OK, fine, I'll be the bad guy again.
Derek Jeter was named Sports Illustrated Sportsman of the Year yesterday, and good for him. Jeter had a great year, he's captain of the World Series champ, etc. But SI editor Terry McDonell just had to go the extra step.
One of the problems I've had with sports media recently is that it's not good enough anymore to praise somebody, now people feel the need to one-up each other with absurd statements and honors. It's not enough to give Jeter the award because of his squeaky clean off-the-field record, his improved defensive play, his dynamite offensive year and because he's a surefire first ballot Hall-of-Famer. Here's a quote from McDonell.
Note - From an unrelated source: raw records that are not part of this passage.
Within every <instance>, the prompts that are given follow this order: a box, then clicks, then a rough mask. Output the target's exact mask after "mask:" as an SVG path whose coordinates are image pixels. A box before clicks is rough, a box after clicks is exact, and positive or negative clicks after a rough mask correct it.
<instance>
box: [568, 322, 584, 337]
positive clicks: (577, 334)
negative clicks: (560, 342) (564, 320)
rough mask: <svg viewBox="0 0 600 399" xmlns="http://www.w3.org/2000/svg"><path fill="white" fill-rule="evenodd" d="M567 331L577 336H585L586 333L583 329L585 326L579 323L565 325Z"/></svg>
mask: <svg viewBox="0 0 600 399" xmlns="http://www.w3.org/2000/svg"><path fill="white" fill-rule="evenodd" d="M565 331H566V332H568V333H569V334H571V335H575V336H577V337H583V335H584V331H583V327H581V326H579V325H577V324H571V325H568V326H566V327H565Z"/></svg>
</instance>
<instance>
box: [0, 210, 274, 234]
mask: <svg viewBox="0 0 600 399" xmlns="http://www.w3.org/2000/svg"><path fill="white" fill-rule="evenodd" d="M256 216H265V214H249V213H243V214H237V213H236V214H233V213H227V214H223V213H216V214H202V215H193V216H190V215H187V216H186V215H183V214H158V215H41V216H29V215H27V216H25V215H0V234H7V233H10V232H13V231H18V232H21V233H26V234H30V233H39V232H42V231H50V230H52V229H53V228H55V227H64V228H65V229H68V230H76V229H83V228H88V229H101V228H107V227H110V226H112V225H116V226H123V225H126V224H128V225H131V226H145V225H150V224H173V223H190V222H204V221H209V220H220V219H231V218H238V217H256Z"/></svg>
"This verifies my idea that he is on the level of Ruth and Gehrig."
Um, nope. First of all, Gehrig isn't even on the same level as Ruth. The Yankees were not the Yankees before Ruth, and baseball wasn't baseball the way we know it before he began clouting. Ruth started all the Yankee winning and tradition, he was the first real slugger and he pretty much defined the term 'larger than life.' Here are the American athletes on the same level as Ruth in the last 100 years. Michael Jordan, Tiger Woods, Muhammad Ali, Jackie Robinson. That's it.
McDonell also called Jeter the greatest shortstop of all-time. This isn't as ridiculous a statement, but one could also argue that he's not even the best shortstop on his team. ARod played eight full years at short, and let's be honest, his career dwarfs Jeter's.
Let me be clear. I have NO PROBLEM with Jeter winning this award. No one else had a great enough year for me to debate it. But why can't giving him the award for all his good attributes and great accomplishments be enough?